Aos microfones do Vatican News, o religioso comprometido com o país do Oriente Médio fala também do trabalho realizado pela Igreja local para ajudar a população e sublinha a esperança do povo sírio, ansioso por um futuro de paz e estabilidade.

Padre Alaniz, qual é a situação dos cristãos na Síria e para onde vai o país com os novos governantes?

A situação dos cristãos na Síria não mudou. Antes, sob o governo de Bashar al Assad, sempre houve muito respeito pelas comunidades cristãs, pelas minorias. E agora estamos tentando nos adaptar a esta nova situação, é algo muito novo e não podemos fazer um julgamento ainda. Neste momento estamos bem, graças a Deus, e pedimos orações de todos, de todas as nossas comunidades, familiares, amigos, orações para que isso não seja apenas algo temporário, mas para que essa paz possa ser estabelecida. Sim, há incerteza, procuramos ser cautelosos, porque não sabemos, a situação é muito nova.

As novas autoridades estão tentando – embora tenha havido problemas especialmente em Damasco e noutras cidades – estão tentando passar uma boa imagem e têm mantido uma comunicação muito boa com os responsáveis ​​da Igreja. Uma das primeiras coisas que fizeram, não só aqui em Aleppo, mas também no restante das províncias e cidades e povoados importantes, foi dar-se a conhecer, apresentando-se às autoridades religiosas, transmitindo também essa mensagem, de que as pessoas estão tranquilas, mas devem ficar em casa porque é um momento de caos e outros pequenos grupos podem se aproveitar desse momento para tirar proveito.

Infelizmente, também aconteceu que famílias que tinham abandonado as suas casas, ao regressarem, as encontraram roubadas. Tivemos a oportunidade de nos encontrar com eles em mais de uma ocasião. Juntamente com dom Hanna Jallouf, vigário apostólico Latino de Aleppo, fomos dos primeiros a encontrar um dos líderes, o segundo mais importante.

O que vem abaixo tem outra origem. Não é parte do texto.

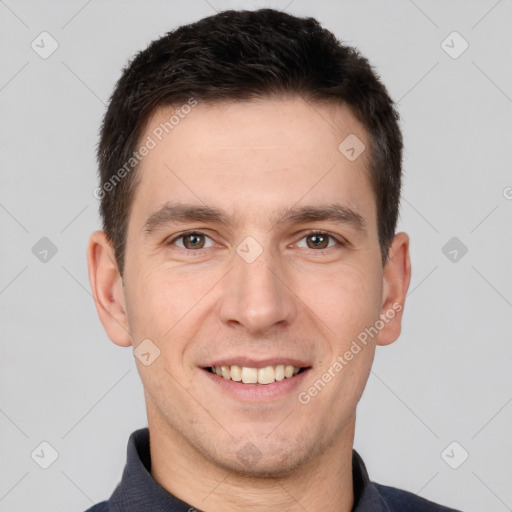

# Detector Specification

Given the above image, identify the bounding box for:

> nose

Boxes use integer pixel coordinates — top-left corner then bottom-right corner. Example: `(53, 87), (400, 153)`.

(218, 243), (298, 334)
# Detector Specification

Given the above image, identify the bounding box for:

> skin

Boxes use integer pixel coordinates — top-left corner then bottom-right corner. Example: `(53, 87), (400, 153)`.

(88, 97), (411, 512)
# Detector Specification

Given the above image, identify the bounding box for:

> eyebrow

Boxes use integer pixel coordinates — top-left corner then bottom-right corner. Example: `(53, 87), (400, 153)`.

(142, 202), (367, 235)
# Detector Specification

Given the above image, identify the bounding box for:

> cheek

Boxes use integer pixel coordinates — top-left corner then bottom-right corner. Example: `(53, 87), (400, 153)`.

(126, 262), (215, 344)
(125, 268), (201, 391)
(305, 262), (382, 338)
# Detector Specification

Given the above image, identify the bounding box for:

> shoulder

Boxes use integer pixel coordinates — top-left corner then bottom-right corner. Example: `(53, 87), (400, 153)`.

(375, 483), (462, 511)
(82, 501), (109, 512)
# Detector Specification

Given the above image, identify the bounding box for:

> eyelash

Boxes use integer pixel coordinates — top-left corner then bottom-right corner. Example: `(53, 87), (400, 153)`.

(165, 229), (346, 255)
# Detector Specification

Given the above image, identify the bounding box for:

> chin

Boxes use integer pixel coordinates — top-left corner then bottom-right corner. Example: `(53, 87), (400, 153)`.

(206, 434), (317, 478)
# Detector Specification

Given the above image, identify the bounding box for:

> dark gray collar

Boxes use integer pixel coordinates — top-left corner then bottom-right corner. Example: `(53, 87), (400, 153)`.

(105, 428), (453, 512)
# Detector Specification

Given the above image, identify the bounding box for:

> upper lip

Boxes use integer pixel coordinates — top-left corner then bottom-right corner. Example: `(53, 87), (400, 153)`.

(204, 357), (311, 369)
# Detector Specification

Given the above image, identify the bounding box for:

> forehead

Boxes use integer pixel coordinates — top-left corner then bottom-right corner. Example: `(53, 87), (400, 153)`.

(130, 97), (376, 231)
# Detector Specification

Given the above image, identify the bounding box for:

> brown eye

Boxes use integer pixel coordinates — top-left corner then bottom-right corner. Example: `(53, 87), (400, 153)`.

(182, 233), (205, 249)
(306, 233), (329, 249)
(168, 231), (214, 250)
(296, 231), (343, 251)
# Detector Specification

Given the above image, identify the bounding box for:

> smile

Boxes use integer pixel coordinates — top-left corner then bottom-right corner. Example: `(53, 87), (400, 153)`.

(207, 364), (306, 384)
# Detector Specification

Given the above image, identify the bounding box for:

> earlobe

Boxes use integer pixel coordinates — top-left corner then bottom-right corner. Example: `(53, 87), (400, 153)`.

(377, 232), (411, 347)
(87, 230), (132, 347)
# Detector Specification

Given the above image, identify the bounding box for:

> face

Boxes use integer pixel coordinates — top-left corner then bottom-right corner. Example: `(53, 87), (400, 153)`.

(89, 97), (410, 477)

Quando começou a invasão de Aleppo, isto foi na quarta-feira, dia 27, três dias depois a cidade já era deles. Dom Jallouf e eu saímos de carro e depois soube que íamos procurar os responsáveis, os dirigentes. Não os encontramos e no dia seguinte, domingo, o número dois veio nos visitar no bispado. Éramos apenas eu e o monsenhor porque havíamos enviado as irmãs e as moças da residência que ali moram, no mesmo prédio do bispado, nas residências universitárias, para uma área mais segura. Eles se conheciam, porque dom Hanna, até sua nomeação como bispo em setembro de 2023, trabalhou como pároco na província de Idlib e conheceu os líderes de todos estes grupos, e também aqueles que lideravam a revolução atual. Por meio de dom Jallouf também foram organizados outros encontros com os bispos, e em todos esses encontros eles se manifestaram com muito respeito e pedindo que transmitíssemos esta mensagem aos cristãos: que as tradições das igrejas sejam respeitadas.

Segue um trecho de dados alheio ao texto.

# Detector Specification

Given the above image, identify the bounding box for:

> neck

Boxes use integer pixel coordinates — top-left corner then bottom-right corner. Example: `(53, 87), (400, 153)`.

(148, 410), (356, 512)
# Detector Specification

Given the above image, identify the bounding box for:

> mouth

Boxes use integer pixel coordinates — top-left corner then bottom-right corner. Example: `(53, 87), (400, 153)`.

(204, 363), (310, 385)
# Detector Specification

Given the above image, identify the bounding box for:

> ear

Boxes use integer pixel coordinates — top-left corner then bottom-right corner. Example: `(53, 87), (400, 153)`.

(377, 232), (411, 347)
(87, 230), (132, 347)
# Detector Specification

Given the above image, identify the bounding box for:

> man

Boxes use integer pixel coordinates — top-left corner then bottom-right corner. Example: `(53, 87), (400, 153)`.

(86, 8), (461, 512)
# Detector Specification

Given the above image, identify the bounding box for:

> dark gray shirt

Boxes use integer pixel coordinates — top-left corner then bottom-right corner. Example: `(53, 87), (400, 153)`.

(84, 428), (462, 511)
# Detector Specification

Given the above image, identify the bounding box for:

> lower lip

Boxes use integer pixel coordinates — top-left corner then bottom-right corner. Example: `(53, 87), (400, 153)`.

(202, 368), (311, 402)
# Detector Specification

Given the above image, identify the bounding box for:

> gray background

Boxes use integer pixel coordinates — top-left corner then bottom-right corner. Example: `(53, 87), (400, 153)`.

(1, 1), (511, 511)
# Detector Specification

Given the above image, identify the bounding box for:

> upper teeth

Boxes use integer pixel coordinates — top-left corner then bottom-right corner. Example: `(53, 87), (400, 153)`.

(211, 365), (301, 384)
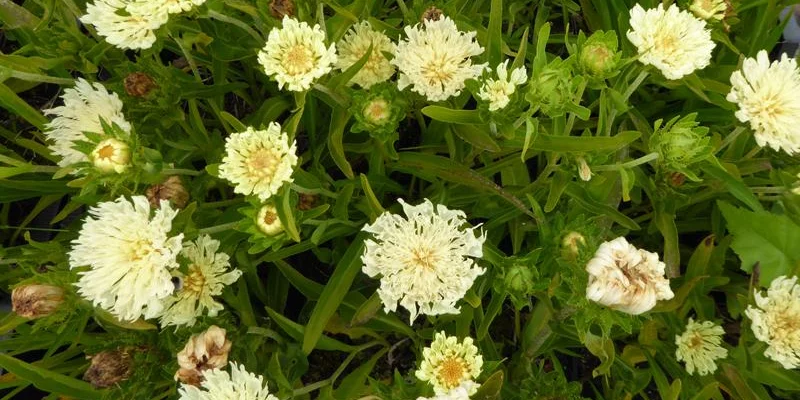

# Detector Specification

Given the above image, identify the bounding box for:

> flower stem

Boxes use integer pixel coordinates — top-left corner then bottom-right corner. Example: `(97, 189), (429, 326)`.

(161, 168), (202, 176)
(197, 222), (239, 235)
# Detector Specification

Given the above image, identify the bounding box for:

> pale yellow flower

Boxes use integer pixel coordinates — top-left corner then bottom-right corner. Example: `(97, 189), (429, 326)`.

(675, 318), (728, 375)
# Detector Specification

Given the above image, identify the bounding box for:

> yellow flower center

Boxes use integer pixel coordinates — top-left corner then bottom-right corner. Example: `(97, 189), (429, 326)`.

(96, 144), (116, 160)
(128, 239), (158, 261)
(363, 99), (390, 124)
(437, 356), (467, 388)
(422, 57), (457, 86)
(283, 44), (315, 76)
(410, 246), (438, 270)
(263, 210), (277, 225)
(182, 265), (206, 296)
(246, 148), (280, 180)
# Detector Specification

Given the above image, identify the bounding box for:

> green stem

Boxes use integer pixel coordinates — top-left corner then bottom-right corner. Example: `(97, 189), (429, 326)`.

(197, 222), (239, 235)
(162, 168), (203, 176)
(592, 152), (659, 171)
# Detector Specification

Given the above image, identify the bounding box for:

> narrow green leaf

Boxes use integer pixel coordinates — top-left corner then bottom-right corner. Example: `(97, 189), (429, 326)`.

(486, 0), (503, 66)
(421, 106), (483, 125)
(328, 43), (372, 89)
(219, 111), (247, 132)
(278, 188), (301, 242)
(334, 348), (387, 400)
(451, 124), (501, 152)
(0, 353), (103, 399)
(359, 173), (385, 221)
(702, 163), (763, 212)
(327, 108), (354, 179)
(471, 370), (504, 400)
(0, 83), (48, 130)
(266, 307), (356, 353)
(563, 184), (640, 230)
(516, 130), (641, 154)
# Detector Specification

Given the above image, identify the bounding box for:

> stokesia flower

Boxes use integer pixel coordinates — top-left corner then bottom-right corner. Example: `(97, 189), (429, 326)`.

(91, 138), (131, 174)
(175, 325), (233, 386)
(626, 4), (715, 80)
(477, 60), (527, 111)
(44, 78), (131, 168)
(393, 16), (486, 101)
(361, 199), (486, 322)
(159, 235), (242, 328)
(80, 0), (167, 50)
(218, 123), (298, 202)
(415, 332), (483, 395)
(178, 362), (278, 400)
(675, 318), (728, 375)
(727, 50), (800, 155)
(336, 21), (396, 88)
(585, 237), (674, 315)
(69, 195), (183, 322)
(257, 16), (337, 91)
(745, 275), (800, 369)
(127, 0), (206, 16)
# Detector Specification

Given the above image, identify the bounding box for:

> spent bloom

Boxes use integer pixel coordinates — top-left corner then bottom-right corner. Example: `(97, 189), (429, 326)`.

(159, 235), (242, 328)
(257, 16), (337, 91)
(585, 237), (674, 315)
(689, 0), (728, 20)
(626, 4), (715, 80)
(175, 325), (233, 386)
(416, 332), (483, 395)
(69, 195), (183, 322)
(12, 284), (64, 319)
(393, 16), (486, 101)
(477, 60), (527, 111)
(44, 78), (131, 168)
(727, 50), (800, 155)
(335, 21), (396, 88)
(675, 318), (728, 375)
(218, 123), (298, 202)
(83, 348), (134, 388)
(361, 199), (486, 322)
(746, 275), (800, 369)
(178, 362), (278, 400)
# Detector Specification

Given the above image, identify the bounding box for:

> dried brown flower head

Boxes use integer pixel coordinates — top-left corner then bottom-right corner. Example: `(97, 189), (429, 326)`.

(269, 0), (295, 19)
(124, 72), (157, 97)
(146, 176), (190, 209)
(12, 284), (64, 319)
(83, 348), (133, 388)
(175, 325), (232, 386)
(421, 6), (443, 22)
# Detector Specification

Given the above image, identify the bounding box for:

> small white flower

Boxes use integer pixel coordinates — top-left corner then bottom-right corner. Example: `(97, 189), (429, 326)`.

(91, 138), (130, 174)
(361, 198), (485, 323)
(626, 4), (715, 80)
(416, 381), (478, 400)
(178, 362), (278, 400)
(746, 275), (800, 369)
(257, 16), (337, 92)
(477, 60), (527, 111)
(585, 237), (674, 315)
(218, 123), (298, 202)
(175, 325), (232, 385)
(44, 79), (131, 168)
(416, 332), (483, 395)
(69, 196), (183, 322)
(127, 0), (206, 16)
(727, 50), (800, 155)
(335, 21), (396, 88)
(159, 235), (242, 328)
(675, 318), (728, 375)
(393, 16), (486, 101)
(256, 204), (284, 236)
(80, 0), (167, 50)
(689, 0), (727, 21)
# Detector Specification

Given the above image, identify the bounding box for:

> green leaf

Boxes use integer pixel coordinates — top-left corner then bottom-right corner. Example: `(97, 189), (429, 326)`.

(451, 124), (501, 152)
(749, 360), (800, 391)
(266, 307), (356, 352)
(327, 108), (354, 179)
(486, 0), (503, 66)
(421, 106), (483, 125)
(702, 162), (763, 212)
(0, 82), (48, 130)
(519, 130), (641, 153)
(471, 370), (504, 400)
(584, 331), (615, 377)
(302, 233), (366, 354)
(334, 348), (387, 399)
(278, 188), (301, 242)
(0, 353), (103, 399)
(0, 0), (39, 29)
(219, 111), (247, 132)
(328, 43), (372, 89)
(718, 201), (800, 286)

Qual é o papel que a Igreja desempenha no acolhimento de pessoas deslocadas internamente?

Estamos trabalhando esses dias, tem havido muito movimento. Antes de acolher os deslocados que procuravam um lugar mais seguro, especialmente famílias com filhas, recebemos nas pequenas salas do nosso centro muitas famílias que procuravam um lugar seguro porque, naqueles primeiros dias, ninguém sabia quem eram aqueles que tinham invadido. Então, havia muito medo, um medo generalizado. Outros, nesses primeiros dias, partiram, abandonaram Aleppo em busca de segurança em outras cidades, mas com o passar do tempo essas cidades foram tomadas pelos rebeldes. Tentamos manter contato com famílias conhecidas que estavam em outras cidades para ajudá-las de alguma forma, por meio de contatos de sacerdotes. Nos dias seguintes, procuramos transmitir alguma tranquilidade às pessoas com base no que já sabíamos a respeito destas autoridades, transmitir alguma tranquilidade para que pudessem regressar às suas cidades, às suas casas.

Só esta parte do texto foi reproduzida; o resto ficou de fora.